"Honey, you look like you're going off to play tennis somewhere."
That's what the hubbs said to me before I went off on my run this morning. I was wearing my new Nike running skirt and a Nike Pro Combat tank top.
The skirt seemed a little short. The spandex shorts underneath seemed even shorter. The skirt had flaps on either side, making it more like a loincloth rather than a running skirt. It really revealed my awesome running tan lines, too:
Those shorts were about the length of that skirt. Only those shorts won't fly up while I'm running. |
I felt rather uncomfortable being in the shortness and flimsiness that was this running skirt. I began to doubt its "running skirt" function, thinking maybe it had been misplaced in the "running" section of the store from which I had purchased it. Maybe it was a tennis skirt that had lascivious desires to be a running skirt and was just hanging out in the running stuff on the day that I found it, sitting there all on sale and my favorite color blue and stuff.

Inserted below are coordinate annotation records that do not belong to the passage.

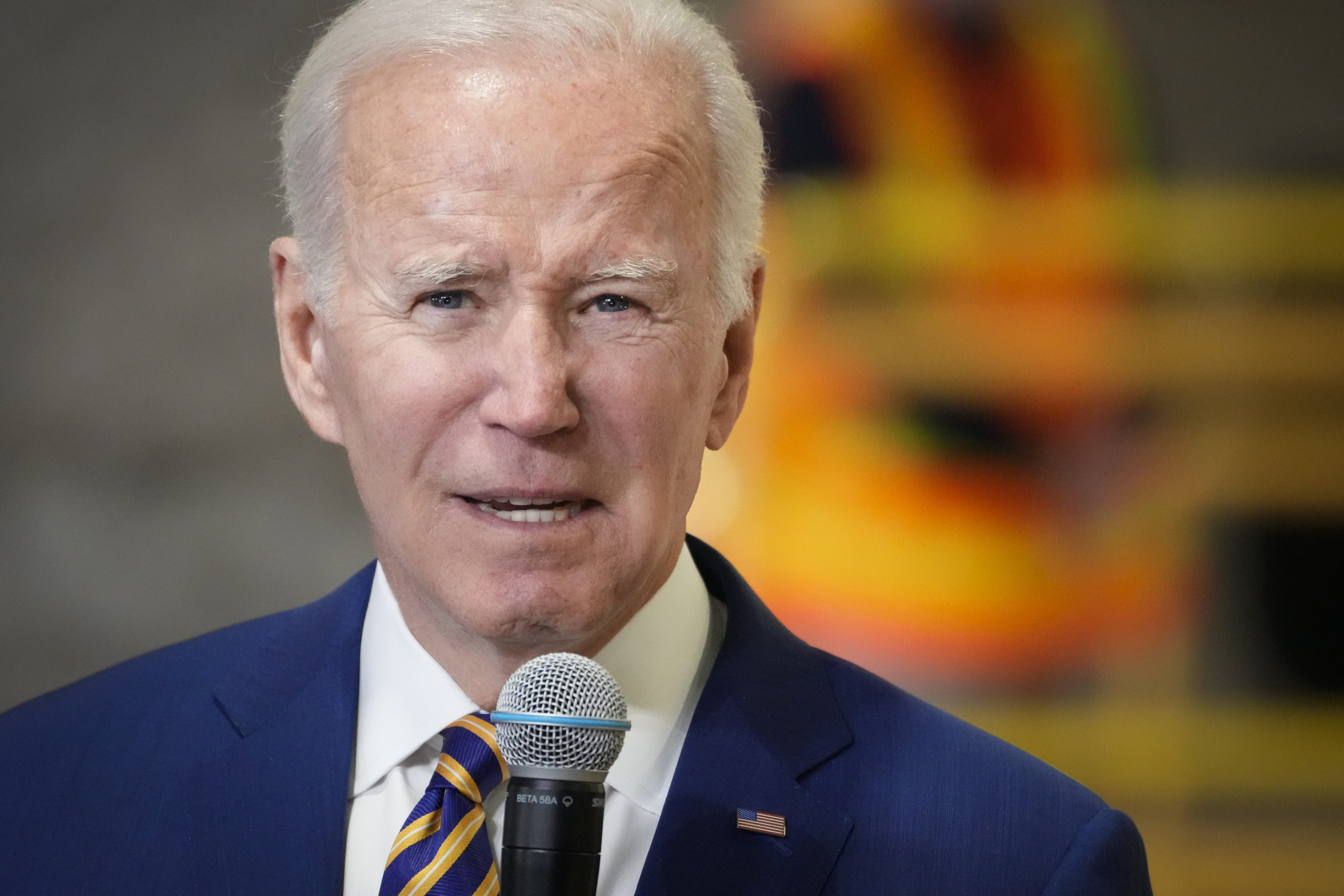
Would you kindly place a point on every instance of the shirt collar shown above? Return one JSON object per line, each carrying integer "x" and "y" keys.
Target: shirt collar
{"x": 660, "y": 659}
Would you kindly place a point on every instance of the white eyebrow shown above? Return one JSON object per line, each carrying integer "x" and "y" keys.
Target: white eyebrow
{"x": 436, "y": 270}
{"x": 640, "y": 269}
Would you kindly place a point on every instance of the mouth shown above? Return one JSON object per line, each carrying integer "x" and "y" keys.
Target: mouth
{"x": 545, "y": 510}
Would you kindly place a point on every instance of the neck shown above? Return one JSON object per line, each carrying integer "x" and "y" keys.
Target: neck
{"x": 479, "y": 664}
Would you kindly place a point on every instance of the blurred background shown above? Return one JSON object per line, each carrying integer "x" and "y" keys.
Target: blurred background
{"x": 1047, "y": 424}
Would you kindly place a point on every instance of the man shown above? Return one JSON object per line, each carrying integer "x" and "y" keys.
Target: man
{"x": 522, "y": 293}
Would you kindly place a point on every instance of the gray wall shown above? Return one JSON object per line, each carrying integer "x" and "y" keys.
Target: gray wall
{"x": 155, "y": 481}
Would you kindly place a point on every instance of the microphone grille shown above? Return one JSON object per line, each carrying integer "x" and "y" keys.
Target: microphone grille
{"x": 563, "y": 684}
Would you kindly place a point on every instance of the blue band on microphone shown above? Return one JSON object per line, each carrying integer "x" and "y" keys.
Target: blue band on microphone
{"x": 565, "y": 722}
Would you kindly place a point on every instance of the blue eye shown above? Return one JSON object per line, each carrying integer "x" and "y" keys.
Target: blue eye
{"x": 612, "y": 303}
{"x": 448, "y": 299}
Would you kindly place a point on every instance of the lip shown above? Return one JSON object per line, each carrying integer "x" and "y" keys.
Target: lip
{"x": 523, "y": 511}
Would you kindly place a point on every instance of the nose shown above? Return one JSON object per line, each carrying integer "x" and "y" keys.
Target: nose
{"x": 530, "y": 394}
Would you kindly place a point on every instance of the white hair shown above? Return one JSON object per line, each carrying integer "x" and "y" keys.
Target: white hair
{"x": 377, "y": 31}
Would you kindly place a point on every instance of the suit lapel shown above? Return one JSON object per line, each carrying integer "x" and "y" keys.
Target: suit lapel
{"x": 268, "y": 813}
{"x": 765, "y": 719}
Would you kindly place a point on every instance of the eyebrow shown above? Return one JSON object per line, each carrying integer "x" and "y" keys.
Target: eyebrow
{"x": 436, "y": 270}
{"x": 640, "y": 269}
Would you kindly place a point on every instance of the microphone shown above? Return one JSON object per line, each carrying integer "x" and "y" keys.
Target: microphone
{"x": 561, "y": 723}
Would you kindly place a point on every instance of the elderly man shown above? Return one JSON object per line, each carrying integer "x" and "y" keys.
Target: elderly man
{"x": 522, "y": 292}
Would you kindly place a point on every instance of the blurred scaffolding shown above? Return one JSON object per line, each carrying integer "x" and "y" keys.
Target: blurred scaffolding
{"x": 1049, "y": 437}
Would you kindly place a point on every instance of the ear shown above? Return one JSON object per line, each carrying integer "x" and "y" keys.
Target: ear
{"x": 738, "y": 349}
{"x": 303, "y": 342}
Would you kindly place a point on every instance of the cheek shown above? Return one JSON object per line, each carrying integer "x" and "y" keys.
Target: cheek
{"x": 651, "y": 412}
{"x": 395, "y": 397}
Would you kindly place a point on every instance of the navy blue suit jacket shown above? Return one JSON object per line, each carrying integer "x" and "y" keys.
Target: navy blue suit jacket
{"x": 222, "y": 766}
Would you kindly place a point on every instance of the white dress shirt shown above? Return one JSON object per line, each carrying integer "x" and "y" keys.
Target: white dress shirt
{"x": 660, "y": 659}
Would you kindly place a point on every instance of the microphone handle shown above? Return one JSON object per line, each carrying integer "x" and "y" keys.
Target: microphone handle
{"x": 553, "y": 837}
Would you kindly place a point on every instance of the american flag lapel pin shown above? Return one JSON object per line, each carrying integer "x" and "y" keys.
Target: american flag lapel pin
{"x": 761, "y": 821}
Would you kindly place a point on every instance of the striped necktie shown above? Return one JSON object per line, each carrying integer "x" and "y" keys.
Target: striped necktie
{"x": 443, "y": 849}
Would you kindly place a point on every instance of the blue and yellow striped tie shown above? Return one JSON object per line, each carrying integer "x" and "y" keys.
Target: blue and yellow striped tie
{"x": 443, "y": 848}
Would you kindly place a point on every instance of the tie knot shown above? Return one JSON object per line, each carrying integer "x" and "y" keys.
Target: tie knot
{"x": 471, "y": 762}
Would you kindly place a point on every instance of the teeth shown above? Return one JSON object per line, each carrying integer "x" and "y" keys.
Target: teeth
{"x": 529, "y": 515}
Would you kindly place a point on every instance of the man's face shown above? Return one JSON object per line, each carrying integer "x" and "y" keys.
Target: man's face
{"x": 524, "y": 361}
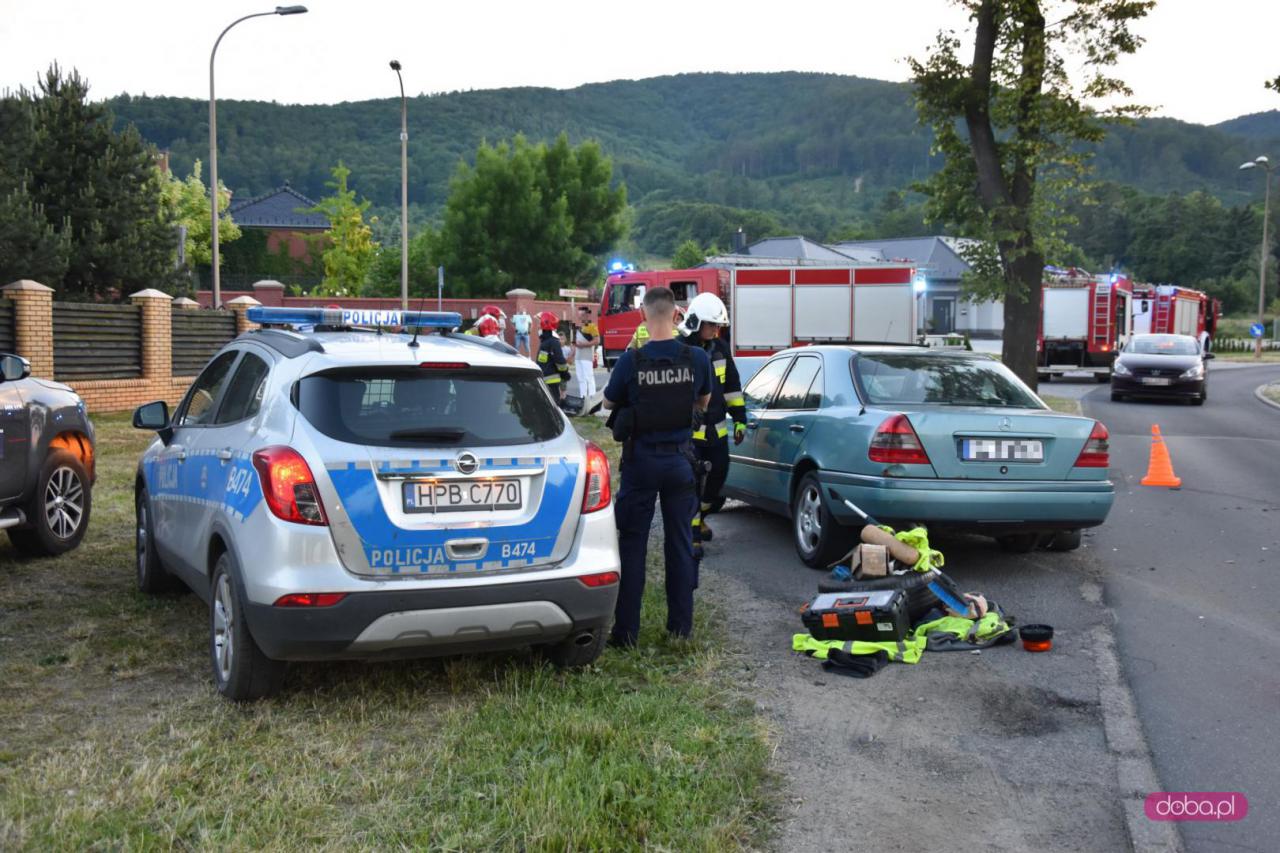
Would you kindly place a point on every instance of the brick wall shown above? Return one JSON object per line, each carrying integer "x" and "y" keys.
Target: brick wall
{"x": 33, "y": 333}
{"x": 33, "y": 328}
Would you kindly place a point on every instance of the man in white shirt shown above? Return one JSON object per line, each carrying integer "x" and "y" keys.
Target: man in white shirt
{"x": 522, "y": 323}
{"x": 585, "y": 338}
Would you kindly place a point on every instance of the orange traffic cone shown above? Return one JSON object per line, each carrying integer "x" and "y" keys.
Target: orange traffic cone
{"x": 1160, "y": 470}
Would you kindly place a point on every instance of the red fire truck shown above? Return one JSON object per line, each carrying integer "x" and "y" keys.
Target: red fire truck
{"x": 1086, "y": 319}
{"x": 1168, "y": 309}
{"x": 773, "y": 306}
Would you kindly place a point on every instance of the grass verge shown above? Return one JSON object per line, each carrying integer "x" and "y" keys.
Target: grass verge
{"x": 112, "y": 734}
{"x": 1064, "y": 405}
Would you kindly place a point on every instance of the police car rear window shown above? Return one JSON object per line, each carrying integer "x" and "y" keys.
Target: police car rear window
{"x": 416, "y": 407}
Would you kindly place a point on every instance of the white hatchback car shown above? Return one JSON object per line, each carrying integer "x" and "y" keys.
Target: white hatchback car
{"x": 348, "y": 493}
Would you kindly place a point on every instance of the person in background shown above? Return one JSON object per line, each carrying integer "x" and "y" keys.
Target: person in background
{"x": 551, "y": 355}
{"x": 488, "y": 328}
{"x": 656, "y": 391}
{"x": 522, "y": 323}
{"x": 585, "y": 337}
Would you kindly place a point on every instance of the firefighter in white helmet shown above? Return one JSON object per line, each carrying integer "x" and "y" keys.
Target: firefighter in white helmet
{"x": 704, "y": 320}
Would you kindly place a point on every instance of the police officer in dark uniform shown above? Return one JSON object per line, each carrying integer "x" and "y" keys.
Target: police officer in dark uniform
{"x": 656, "y": 391}
{"x": 704, "y": 319}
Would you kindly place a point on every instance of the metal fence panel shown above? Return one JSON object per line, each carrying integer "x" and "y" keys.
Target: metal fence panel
{"x": 197, "y": 334}
{"x": 8, "y": 341}
{"x": 97, "y": 341}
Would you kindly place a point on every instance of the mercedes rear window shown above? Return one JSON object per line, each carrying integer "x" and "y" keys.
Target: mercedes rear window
{"x": 423, "y": 406}
{"x": 892, "y": 378}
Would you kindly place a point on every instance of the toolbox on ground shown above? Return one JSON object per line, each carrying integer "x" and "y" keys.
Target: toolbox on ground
{"x": 872, "y": 616}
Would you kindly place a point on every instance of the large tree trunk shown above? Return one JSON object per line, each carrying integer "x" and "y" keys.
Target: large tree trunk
{"x": 1023, "y": 282}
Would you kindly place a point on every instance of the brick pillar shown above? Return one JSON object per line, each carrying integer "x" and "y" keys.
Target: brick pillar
{"x": 33, "y": 324}
{"x": 156, "y": 338}
{"x": 269, "y": 292}
{"x": 240, "y": 305}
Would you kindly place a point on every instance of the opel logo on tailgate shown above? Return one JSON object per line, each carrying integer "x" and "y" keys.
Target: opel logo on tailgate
{"x": 466, "y": 463}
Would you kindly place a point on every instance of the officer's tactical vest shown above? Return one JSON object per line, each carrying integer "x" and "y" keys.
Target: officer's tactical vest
{"x": 666, "y": 398}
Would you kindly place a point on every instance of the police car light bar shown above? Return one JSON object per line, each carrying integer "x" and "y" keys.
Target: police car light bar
{"x": 353, "y": 316}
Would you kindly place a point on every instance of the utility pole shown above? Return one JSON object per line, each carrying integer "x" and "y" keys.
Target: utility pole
{"x": 396, "y": 67}
{"x": 1265, "y": 164}
{"x": 213, "y": 140}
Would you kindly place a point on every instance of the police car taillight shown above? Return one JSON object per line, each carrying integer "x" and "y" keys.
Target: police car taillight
{"x": 598, "y": 492}
{"x": 288, "y": 487}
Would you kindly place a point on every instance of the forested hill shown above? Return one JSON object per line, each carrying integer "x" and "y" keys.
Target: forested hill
{"x": 809, "y": 149}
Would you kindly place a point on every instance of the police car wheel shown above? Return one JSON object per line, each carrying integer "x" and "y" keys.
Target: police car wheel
{"x": 241, "y": 670}
{"x": 152, "y": 576}
{"x": 579, "y": 649}
{"x": 819, "y": 539}
{"x": 58, "y": 514}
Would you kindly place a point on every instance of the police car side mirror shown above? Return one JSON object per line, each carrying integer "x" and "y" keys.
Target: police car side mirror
{"x": 154, "y": 416}
{"x": 13, "y": 368}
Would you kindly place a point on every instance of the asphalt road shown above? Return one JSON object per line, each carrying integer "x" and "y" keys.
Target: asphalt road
{"x": 1006, "y": 747}
{"x": 1193, "y": 576}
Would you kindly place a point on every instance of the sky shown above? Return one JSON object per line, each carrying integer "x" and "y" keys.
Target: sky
{"x": 1205, "y": 60}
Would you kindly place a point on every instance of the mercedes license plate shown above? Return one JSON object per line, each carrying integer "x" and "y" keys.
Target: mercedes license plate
{"x": 461, "y": 496}
{"x": 1002, "y": 450}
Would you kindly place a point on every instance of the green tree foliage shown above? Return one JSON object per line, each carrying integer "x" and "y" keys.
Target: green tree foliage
{"x": 348, "y": 245}
{"x": 1010, "y": 124}
{"x": 530, "y": 215}
{"x": 688, "y": 255}
{"x": 662, "y": 226}
{"x": 187, "y": 200}
{"x": 812, "y": 153}
{"x": 97, "y": 190}
{"x": 1191, "y": 240}
{"x": 30, "y": 245}
{"x": 384, "y": 276}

And then I had no more time for doubts, because I had to get my butt outside and go for a run.
My ladder workout was tough-tougher than I thought it would be. The mile at the top of the ladder almost got me, but I pushed on and finished the workout. My inner mantra, in fact, became "YOU WILL FINISH THIS WORKOUT." Sometimes I listen to myself, and I did this morning. I finished the workout.
But whenever I was running into the wind, I am afraid I gave the neighbors a little bit of a free show that they can never, ever unsee, no matter how hard they scrub those eyeballs. The skirt kept riding up right along with the spandex underneath, and it felt like I was running naked from the waist down. That wasn't exactly unpleasant, I must confess, but what was unpleasant was realizing that it looked like I was running around in tight blue underwear because the skirt had flown up and blended in with my shirt.
The whole loincloth-esque feeling of this skirt is a deal breaker for me, along with the spandex shorts riding up to regions of my body none of us (including me) want to think about. It also doesn't help that there is only one tiny pocket at the waist for your stuff. I need more pockets, dammit. Nike, weren't you listening when I wrote this post?!? They need to design a cargo running skirt with all sorts of pockets just for me.
I think the biggest deal breaker for the neighbors is my awesome tan lines. Along with the impression of me running in that skirt this morning that is seared into their retinas forever.